A Fibronectin Fragment Elicits Vasodilatation and Alters Myogenic Responsiveness of Skeletal Muscle Arterioles

Interactions between integrin‐extracellular matrix proteins are important modulators of vascular tone that are altered during vascular remodeling, wound healing, and inflammation. Degraded collagen, which contains integrin‐binding sequences Arg‐Gly‐Asp (RGD), has been shown to modulate vascular tone by altering calcium entry. In this study, we investigated the effects of a proteolytic fragment of fibronectin (FN120) on vascular tone in isolated, cannulated, and pressurized rat skeletal muscle arterioles. Abluminal incubation with FN120 (1, 10, 100 μM) for 15 minutes elicited a dose‐dependent, transient dilatation at 90 cmH 2 O intraluminal pressure, with 10 μM FN120 producing significant dilation (n=9, p=0.03). FN120 (10 μM) also significantly increased the steady‐state myogenic index (−0.3; control: −0.13; n=9, p=0.02), as measured over the pressure range of 60–180 cmH 2 O. After wash‐off and re‐application of FN120, the time to peak transient dilation at 60 cmH 2 O was markedly shortened (from 8 to 1.5 minutes for 10 μM FN120), compared to the first application.
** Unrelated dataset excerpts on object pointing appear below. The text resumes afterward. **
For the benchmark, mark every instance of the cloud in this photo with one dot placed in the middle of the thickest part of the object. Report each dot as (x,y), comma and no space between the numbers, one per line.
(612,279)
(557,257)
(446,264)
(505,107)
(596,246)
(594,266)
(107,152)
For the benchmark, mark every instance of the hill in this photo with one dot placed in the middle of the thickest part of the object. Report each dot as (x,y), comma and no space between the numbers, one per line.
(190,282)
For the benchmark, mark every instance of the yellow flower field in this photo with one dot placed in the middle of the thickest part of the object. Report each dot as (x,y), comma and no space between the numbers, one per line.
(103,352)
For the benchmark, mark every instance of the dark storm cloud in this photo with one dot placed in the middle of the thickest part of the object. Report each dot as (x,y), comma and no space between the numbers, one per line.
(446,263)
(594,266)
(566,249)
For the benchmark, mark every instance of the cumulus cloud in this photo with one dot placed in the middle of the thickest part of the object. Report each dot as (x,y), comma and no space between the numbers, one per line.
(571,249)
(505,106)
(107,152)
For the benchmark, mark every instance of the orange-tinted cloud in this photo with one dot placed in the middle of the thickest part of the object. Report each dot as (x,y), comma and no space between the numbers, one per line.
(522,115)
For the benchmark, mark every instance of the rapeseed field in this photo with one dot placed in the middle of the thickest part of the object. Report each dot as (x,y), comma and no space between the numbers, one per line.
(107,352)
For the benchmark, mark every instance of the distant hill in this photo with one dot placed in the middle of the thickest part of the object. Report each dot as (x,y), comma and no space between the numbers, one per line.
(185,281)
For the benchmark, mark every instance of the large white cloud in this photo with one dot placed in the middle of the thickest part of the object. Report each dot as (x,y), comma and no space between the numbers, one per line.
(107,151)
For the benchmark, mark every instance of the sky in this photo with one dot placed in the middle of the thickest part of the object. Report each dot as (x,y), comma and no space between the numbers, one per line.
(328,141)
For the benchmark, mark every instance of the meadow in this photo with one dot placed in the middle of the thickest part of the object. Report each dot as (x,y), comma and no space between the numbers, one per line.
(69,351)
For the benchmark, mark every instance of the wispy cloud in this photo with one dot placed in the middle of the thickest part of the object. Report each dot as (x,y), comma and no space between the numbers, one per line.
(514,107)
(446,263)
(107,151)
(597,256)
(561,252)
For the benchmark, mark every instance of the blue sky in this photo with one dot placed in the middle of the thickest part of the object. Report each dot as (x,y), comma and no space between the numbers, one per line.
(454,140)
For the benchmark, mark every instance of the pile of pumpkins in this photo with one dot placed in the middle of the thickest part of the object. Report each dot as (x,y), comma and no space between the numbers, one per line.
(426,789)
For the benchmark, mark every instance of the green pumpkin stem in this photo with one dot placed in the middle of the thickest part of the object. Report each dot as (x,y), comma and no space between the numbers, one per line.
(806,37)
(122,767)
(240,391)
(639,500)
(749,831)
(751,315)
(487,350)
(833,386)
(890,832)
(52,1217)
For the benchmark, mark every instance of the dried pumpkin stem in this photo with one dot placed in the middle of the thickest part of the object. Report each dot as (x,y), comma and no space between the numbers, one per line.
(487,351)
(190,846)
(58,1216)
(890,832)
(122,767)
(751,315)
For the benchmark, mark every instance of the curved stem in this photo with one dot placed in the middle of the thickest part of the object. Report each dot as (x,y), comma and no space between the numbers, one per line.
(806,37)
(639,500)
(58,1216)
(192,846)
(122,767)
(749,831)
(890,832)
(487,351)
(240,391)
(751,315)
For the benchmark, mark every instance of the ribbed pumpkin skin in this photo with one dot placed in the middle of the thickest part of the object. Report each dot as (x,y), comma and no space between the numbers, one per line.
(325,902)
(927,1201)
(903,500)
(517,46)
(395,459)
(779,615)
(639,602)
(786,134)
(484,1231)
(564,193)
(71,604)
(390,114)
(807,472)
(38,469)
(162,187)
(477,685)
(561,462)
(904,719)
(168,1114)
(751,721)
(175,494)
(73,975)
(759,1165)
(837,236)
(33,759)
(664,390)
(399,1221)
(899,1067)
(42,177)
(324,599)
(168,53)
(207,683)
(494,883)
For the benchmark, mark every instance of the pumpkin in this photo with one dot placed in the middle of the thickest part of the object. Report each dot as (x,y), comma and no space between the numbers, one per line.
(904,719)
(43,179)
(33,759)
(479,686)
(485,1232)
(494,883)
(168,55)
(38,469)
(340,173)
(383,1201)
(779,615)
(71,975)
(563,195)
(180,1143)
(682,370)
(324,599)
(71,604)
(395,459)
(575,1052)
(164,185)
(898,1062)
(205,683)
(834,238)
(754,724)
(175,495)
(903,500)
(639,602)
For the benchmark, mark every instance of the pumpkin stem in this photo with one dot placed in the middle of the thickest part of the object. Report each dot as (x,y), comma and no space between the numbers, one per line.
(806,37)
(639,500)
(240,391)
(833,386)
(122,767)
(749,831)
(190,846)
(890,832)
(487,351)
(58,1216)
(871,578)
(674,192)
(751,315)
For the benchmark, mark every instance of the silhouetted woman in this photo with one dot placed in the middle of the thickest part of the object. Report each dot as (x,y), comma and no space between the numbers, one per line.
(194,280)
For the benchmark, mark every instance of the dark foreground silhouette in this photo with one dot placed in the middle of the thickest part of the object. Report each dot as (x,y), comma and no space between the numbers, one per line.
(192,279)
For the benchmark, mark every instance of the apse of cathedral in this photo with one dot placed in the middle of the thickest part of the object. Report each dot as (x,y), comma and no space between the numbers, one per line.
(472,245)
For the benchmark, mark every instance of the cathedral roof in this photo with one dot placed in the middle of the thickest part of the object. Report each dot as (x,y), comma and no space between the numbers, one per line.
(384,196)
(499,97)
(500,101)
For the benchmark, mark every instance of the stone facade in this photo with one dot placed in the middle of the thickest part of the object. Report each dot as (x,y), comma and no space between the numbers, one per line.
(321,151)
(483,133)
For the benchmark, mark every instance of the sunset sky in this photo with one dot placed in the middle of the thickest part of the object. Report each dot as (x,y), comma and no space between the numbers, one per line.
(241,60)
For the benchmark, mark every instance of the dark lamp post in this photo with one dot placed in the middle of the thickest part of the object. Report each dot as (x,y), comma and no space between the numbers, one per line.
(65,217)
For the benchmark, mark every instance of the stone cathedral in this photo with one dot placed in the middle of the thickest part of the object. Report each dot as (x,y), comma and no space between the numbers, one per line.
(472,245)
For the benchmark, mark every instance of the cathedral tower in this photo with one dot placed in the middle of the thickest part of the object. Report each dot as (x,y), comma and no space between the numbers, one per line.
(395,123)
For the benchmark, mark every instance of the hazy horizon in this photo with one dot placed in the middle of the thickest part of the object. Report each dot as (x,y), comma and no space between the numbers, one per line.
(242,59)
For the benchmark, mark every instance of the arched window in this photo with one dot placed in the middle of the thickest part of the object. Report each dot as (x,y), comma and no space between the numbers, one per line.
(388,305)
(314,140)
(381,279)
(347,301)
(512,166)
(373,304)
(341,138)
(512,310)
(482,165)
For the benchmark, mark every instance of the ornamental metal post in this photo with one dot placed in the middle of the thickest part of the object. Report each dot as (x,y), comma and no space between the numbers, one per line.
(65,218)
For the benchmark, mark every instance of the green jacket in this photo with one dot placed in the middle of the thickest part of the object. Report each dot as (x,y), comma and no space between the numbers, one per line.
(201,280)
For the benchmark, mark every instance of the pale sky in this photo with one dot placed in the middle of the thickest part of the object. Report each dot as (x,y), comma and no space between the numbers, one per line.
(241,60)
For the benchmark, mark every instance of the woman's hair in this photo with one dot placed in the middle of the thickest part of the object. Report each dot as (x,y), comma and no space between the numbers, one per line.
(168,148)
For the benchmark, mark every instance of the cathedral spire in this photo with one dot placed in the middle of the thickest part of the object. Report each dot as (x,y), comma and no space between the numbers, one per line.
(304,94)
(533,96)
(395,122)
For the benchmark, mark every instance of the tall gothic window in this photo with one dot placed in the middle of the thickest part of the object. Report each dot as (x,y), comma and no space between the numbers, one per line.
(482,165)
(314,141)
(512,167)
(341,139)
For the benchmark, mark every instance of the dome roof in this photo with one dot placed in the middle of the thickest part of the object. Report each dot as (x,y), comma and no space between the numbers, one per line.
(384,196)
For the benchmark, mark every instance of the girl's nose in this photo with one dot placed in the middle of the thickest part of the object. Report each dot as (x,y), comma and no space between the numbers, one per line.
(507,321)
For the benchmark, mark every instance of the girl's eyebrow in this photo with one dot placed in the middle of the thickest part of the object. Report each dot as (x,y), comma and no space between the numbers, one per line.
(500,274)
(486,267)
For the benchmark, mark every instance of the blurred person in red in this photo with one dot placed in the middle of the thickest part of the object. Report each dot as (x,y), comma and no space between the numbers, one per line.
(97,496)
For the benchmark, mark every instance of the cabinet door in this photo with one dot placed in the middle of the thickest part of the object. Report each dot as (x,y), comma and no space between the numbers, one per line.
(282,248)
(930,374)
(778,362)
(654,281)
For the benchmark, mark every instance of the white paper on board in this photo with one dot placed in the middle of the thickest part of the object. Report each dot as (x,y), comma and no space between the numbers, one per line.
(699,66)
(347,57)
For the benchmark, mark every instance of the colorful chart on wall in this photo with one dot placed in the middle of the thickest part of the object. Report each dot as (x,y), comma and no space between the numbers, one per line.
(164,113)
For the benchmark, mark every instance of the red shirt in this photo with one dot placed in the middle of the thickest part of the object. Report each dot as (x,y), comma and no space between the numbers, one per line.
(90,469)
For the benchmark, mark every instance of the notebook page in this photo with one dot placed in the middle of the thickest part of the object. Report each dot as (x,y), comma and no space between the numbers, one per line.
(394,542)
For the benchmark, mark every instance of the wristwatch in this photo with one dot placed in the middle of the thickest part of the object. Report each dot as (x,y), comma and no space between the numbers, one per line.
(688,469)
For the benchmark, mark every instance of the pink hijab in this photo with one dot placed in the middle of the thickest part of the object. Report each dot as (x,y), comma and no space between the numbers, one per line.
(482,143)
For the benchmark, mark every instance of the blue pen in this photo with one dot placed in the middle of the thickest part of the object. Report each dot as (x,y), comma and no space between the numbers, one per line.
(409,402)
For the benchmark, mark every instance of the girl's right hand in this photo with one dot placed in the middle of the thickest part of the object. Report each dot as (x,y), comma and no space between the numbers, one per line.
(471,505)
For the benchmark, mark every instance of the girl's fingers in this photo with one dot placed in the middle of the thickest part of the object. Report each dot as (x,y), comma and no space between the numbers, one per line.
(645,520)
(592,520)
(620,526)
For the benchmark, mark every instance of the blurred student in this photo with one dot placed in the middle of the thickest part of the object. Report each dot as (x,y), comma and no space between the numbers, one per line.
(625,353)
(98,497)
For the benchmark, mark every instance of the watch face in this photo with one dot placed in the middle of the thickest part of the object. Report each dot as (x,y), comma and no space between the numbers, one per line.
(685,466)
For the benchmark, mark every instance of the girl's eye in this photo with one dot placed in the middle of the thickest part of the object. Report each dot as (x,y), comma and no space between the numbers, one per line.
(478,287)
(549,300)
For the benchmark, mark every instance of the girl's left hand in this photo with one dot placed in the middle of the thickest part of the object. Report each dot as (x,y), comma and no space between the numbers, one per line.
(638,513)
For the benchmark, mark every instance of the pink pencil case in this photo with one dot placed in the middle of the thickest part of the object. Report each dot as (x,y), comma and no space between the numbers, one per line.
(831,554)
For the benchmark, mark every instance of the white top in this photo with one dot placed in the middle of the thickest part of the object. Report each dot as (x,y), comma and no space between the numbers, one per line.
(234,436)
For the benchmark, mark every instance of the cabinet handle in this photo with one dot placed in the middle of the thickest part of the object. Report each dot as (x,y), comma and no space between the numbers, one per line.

To determine if these effects depended on FN‐integrin interactions, arterioles were pre‐incubated with a β 1 integrin function blocking antibody (26 μg/mL) prior to addition of 10 μM FN120. The β 1 integrin antibody blunted the steady‐state dilation to FN120 (25% decrease; p=0.039) and attenuated the increased myogenic index (−0.3 to −0.1; n=3, p=0.03). Our data suggest that the interaction between this FN fragment and β 1 integrin may be important components of vascular remodeling. Supported by NIH 072989 to MJD.